We then geared up while nervously watching helmeted adventurers arriving at a tiny platform very, very high up in the trees. That’s when the first “oh god, what have I gotten myself into?” thoughts started, followed closely by plenty of nervous jokes. Our guides, Molly and Luke, calmly walked us through the gearing up process. The gist: don’t touch the shiny things.
Our next stop was the baby zip-line, where we got to try out what we’d learned. It turns out that doing is easier than hearing. You hang almost perfectly balanced in your harness. Your hands are resting on the pulley mechanism, but that is merely to keep them out of the way. You’re really not using those arm muscles much at all, except to gently correct your heading if you start yawing side to side a little (and that’s all it took, a gentle twist of the wrists). The only other required skill is braking, which involves placing your sturdily-gloved hand in a salute posture and applying it, brake-shoe style, to the cable in the designated spot behind your pulley. That’s it! Everything else is “enjoy the ride!”
I will admit that the enjoyment was well-tempered with a few butterflies at first. The ground looks absurdly far away, and the platform you will be resting on absurdly tiny. Remember the guides and their shiny things? Those shiny things clip you securely to the tree and/or the zip line cable 100 percent of the time. 200 percent almost, because usually you have two shiny things attaching you to the tree, and the only people handling the shiny things are professionally trained guides. Of course, there is a time lag between your brain telling you you are 100% safe, and your body agreeing with the sentiment. The first baby zip line had my palms sweaty in my gloves, and although I was securely clipped on to the tree I kept a weather hand on the cable at all times, just to be sure. I don’t consider myself acrophobic, but boy it looked a long way down. The next zip line had us on a redwood, which (unlike the stalwart Doug Fir) tends to sway gently in the breeze. Yikes!
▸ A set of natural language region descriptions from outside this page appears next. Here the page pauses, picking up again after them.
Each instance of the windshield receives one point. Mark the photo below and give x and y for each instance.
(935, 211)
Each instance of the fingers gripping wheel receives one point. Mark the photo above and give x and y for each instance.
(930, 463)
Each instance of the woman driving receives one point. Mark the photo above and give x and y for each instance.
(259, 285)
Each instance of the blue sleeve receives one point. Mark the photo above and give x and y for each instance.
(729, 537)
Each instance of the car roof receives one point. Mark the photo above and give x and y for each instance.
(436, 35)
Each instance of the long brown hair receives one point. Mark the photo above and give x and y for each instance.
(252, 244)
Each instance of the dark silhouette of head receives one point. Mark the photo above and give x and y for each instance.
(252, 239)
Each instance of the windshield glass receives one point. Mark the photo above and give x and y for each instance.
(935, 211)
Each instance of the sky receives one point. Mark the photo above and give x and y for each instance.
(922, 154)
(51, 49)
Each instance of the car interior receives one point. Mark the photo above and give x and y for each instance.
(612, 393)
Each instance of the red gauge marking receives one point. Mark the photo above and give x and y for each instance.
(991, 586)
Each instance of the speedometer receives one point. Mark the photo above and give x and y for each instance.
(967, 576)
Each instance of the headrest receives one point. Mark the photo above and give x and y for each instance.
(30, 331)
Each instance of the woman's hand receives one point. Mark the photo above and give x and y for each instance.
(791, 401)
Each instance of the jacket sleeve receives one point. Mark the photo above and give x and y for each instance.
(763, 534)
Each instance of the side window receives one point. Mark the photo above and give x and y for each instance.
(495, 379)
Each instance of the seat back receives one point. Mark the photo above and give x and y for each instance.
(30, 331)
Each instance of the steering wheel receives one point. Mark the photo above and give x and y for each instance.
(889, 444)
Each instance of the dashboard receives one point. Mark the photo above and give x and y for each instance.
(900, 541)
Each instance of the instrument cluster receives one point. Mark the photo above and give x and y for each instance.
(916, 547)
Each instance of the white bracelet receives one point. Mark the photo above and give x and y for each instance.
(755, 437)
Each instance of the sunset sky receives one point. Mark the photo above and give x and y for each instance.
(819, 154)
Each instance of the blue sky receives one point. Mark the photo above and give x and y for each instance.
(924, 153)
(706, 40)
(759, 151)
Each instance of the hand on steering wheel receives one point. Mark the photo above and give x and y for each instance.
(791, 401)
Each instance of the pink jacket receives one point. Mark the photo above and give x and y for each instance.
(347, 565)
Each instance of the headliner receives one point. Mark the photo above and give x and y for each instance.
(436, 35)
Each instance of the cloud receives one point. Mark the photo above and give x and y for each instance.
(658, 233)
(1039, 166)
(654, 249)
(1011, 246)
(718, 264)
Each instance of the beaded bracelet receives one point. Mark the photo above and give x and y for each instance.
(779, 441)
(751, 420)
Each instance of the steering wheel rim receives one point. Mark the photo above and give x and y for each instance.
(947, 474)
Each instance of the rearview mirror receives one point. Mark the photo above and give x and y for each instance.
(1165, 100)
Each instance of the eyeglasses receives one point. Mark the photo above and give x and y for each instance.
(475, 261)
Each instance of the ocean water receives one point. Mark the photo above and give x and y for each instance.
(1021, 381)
Then the real fun started. By the time you’ve done it two or three times, you realize there is nothing to it. Let go and fly like a red-tailed hawk through the treetops. We did a fast zip and a really, really LONG zip, and now WE were the ones screaming and laughing with joy on our tiny platform in the trees, looking down on the slightly terrified rookies gearing up on the ground below. Then we got to climb the spiral staircase and cross the bridges. Yes, clipped in 200 percent of the time by Luke and Molly, our able guides. While being absolutely crisp and methodical about safety procedures, they were also friendly and entertaining tour guides to the canopy. The hours, you will pardon one last pun, flew by!